Media Trackers Exclusive: SEIU and Voter Fraud

By Collin Roth
Media Trackers

Exclusive new documents obtained from the Milwaukee County District Attorney’s office reveal that a nearly 14-month-long voter fraud investigation continues to move forward with new details emerging about the targeted SEIU Senior Organizer. In September and October of 2012, the Milwaukee DA’s office issued subpoenas to Bank of America and the Service Employee International Union (SEIU) for records pertaining to Clarence S. Haynes, a Florida labor organizer who voted in April 2011 from a suburban Milwaukee hotel.

Media Trackers first uncovered Haynes’ 2011 vote after it was revealed that Haynes and two other SEIU organizers voted from a Glendale, Wisconsin Residence Inn. Not only did the three vote from a hotel, but they used the hotel paperwork and out-of-state ID’s as proof of residence. Below is Haynes’ election day registration form that shows his proof of residence included a military ID and Residence Inn paperwork.


Since the initial story in October 2011, the Milwaukee County District Attorney’s Public Integrity Unit focused the investigation on SEIU Senior Organizer Clarence S. Haynes. Statements obtained from fellow SEIU organizers in December 2011 revealed that Haynes was not offered a job in Wisconsin and they did not currently know his whereabouts. A review of records revealed that Haynes maintained a permanent address in Clearwater, Florida and the DA issued subpoenas and search warrants in November and December 2011 for hotel records, phone records, and Haynes’ private Gmail account.

Affidavits from Assistant District Attorney Bruce Landgraf suggest that “there is probable cause to believe that Mr. Haynes voted without the proper qualifications as an elector when he cast a ballot on April 5, 2011… and I submit that there is reason to believe that Mr. Haynes had no intent to remain a resident of the State of Wisconsin at that time he made such a representation to Glendale election officials.”


In May 2012, Media Trackers uncovered SEIU documents revealing that the union spent $146,000 in 2011 on the Glendale hotel where Haynes stayed and voted. ADA Landgraf’s affidavit reveals that as many as 50 SEIU employees lived at the hotel in late 2010 and early 2011.

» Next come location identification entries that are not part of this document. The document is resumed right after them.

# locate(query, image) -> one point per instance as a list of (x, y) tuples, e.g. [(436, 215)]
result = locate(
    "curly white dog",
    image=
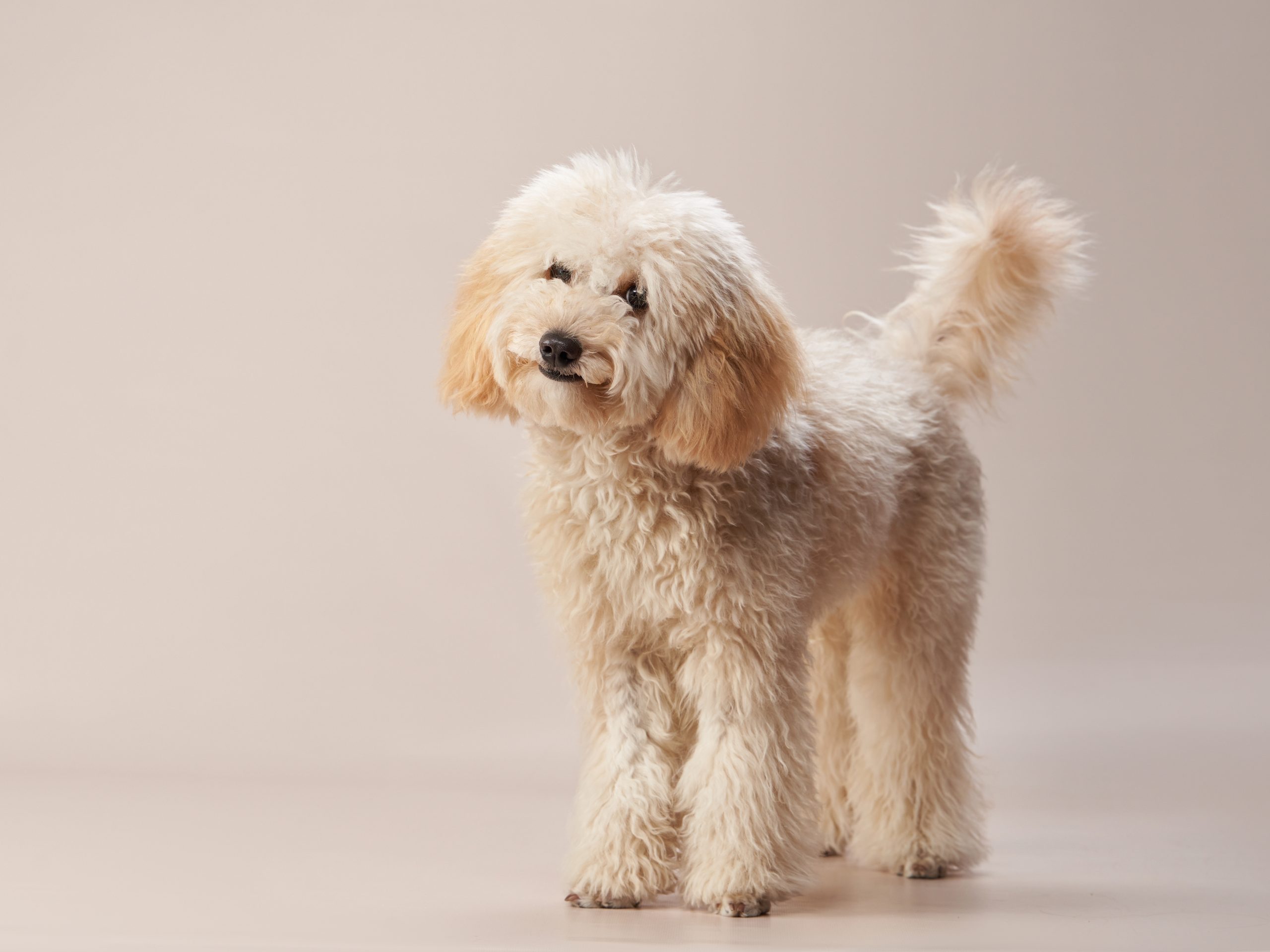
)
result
[(714, 493)]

As Milwaukee prosecutors continued to gather evidence that Clarence Haynes had “no present intent” to remain in Wisconsin at the time of his April 2011 vote, another subpoena was issued in April 2012 to SEIU headquarters in Washington D.C. The subpoena sought employment records and salary information for Haynes in an attempt to discern “Mr Haynes’ intent to remain in the metropolitan Milwaukee area.” Under Wisconsin law, an intent to remain in the state immediately following an election is key in determining whether a vote was fraudulently cast.

By October 2012, the latest round of subpoenas were issued in the year-long investigation. They sought Haynes’ records at Bank of America as well as all SEIU communication regarding Haynes.

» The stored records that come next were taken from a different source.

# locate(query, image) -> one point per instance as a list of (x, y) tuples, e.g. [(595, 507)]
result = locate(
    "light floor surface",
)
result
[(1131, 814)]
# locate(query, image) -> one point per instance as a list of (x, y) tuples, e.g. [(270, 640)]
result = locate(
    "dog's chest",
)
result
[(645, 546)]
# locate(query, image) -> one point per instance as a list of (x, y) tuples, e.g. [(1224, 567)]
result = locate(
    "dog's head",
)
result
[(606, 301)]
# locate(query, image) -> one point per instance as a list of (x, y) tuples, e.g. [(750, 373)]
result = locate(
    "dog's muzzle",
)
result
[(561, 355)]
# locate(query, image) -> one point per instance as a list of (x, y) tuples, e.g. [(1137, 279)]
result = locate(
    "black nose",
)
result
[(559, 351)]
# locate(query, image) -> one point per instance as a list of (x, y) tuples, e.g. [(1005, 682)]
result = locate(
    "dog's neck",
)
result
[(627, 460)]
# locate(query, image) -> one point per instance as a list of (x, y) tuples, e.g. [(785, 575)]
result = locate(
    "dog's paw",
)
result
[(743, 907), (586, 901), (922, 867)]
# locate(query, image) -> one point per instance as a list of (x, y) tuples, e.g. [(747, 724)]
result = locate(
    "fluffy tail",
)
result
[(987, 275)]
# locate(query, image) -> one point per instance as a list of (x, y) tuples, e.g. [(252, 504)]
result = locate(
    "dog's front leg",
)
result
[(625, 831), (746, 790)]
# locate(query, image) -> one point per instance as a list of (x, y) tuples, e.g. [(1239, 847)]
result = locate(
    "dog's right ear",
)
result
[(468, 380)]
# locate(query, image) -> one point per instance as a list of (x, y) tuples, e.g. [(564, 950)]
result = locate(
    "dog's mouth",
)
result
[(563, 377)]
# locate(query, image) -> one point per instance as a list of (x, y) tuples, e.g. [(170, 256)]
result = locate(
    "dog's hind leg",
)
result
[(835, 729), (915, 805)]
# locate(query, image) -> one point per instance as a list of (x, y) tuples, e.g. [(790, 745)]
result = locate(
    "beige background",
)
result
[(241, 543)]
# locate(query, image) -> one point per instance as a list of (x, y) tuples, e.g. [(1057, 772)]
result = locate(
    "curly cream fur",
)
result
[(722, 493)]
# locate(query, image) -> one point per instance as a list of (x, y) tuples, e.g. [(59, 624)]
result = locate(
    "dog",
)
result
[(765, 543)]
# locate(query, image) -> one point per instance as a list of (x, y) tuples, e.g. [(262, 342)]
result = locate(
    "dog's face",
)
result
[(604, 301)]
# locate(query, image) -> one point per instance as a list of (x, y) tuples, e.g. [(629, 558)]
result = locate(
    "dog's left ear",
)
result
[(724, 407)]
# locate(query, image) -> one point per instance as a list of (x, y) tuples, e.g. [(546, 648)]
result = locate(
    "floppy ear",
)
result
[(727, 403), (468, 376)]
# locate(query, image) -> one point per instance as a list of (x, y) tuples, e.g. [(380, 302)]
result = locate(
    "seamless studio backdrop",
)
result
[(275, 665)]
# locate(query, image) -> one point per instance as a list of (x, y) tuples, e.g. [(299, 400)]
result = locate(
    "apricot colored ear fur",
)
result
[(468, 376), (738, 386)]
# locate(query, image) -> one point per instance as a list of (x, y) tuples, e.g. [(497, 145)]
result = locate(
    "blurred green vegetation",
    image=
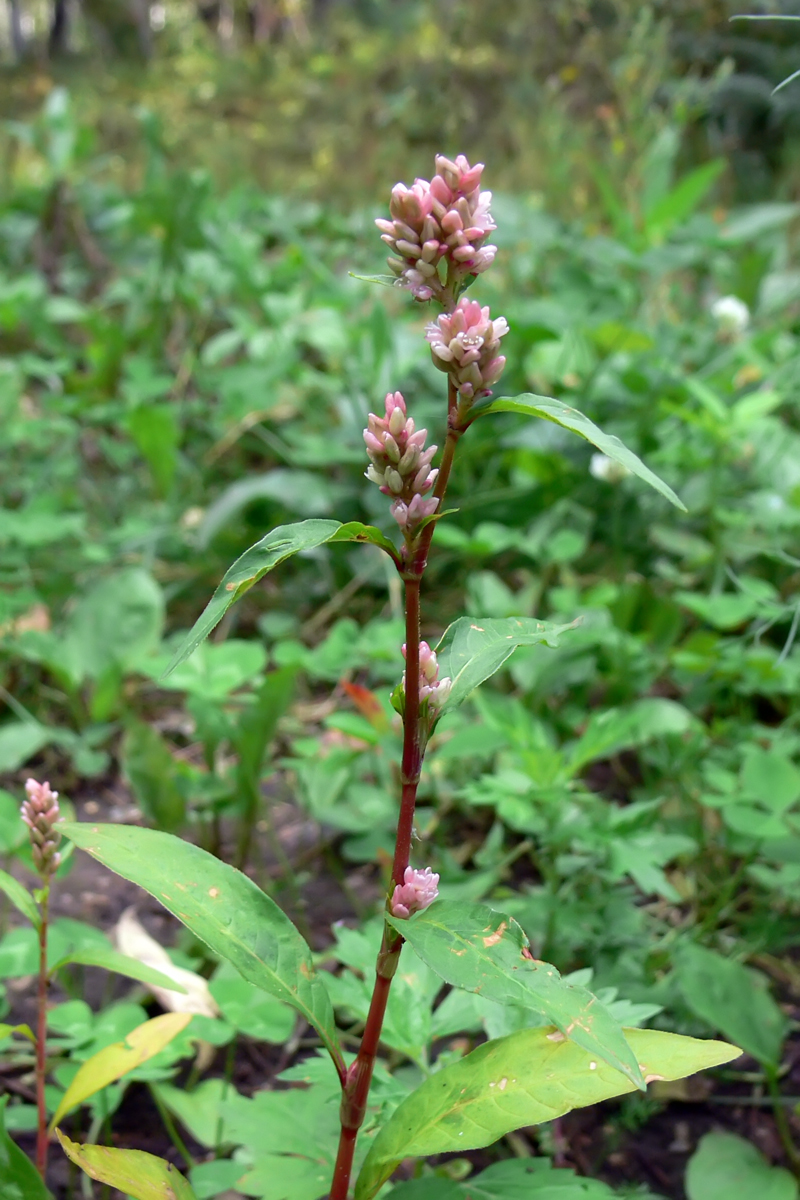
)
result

New information from the October 2012 affidavit reveal that prosecutors believe Clarence Haynes left Wisconsin in April 2011 shortly after voting in the spring election. His Bank of America debit card posted a final transaction in Glendale, Wisconsin on April 11, 2011. And in the months May through August 2011, Haynes’ debit card transactions “appear to be concentrated for the most part in the State of Florida.”

In addition, prosecutors appear to be investigating a tax discrepancy revealed by Haynes’ bank records. According to the SEIU, Clarence Haynes’ last day of work was May 5, 2011. He received two large payments in the weeks after May 5, totaling just over $75,000 as part of what prosecutors believe to be a severance package. But from January to May 2011, subpoenaed Bank of America records reveal Haynes received regular wages “of about $1,800 to $1,900 from SEIU directly deposited into his account.” At issue is the fact that Clarence Haynes’ 2011 W2 tax form subpoenaed from the SEIU shows $0 in wages earned by Haynes, perhaps suggesting that Haynes did not report the $75,000 payment or regular wages as taxable income.

And according to U.S. Department of Labor documents, Clarence S. Haynes earned a total package of $142,444.00 from the SEIU in 2011 as a Senior Organizer.


Milwaukee County prosecutors continue to dig into former SEIU organizer Clarence Haynes, but evidence uncovered by the DA reveals the fact that Haynes voted in Wisconsin in April 2011 and headed home to Florida shortly thereafter. Proving Haynes’ intent at the time of his 2011 vote may prove a difficult task, but the year-long investigation reveals that the Milwaukee County DA’s office is taking this case seriously. But perhaps most important, the Haynes case reveals the ease with which a voter can potentially defraud the system and the extremely high burden of proof required to prosecute that voter.

If convicted, senior SEIU organizer Clarence Haynes could face a Class I Felony, the penalty being a fine of up to $10,000, or imprisonment of up to 3-1/2 years, or both.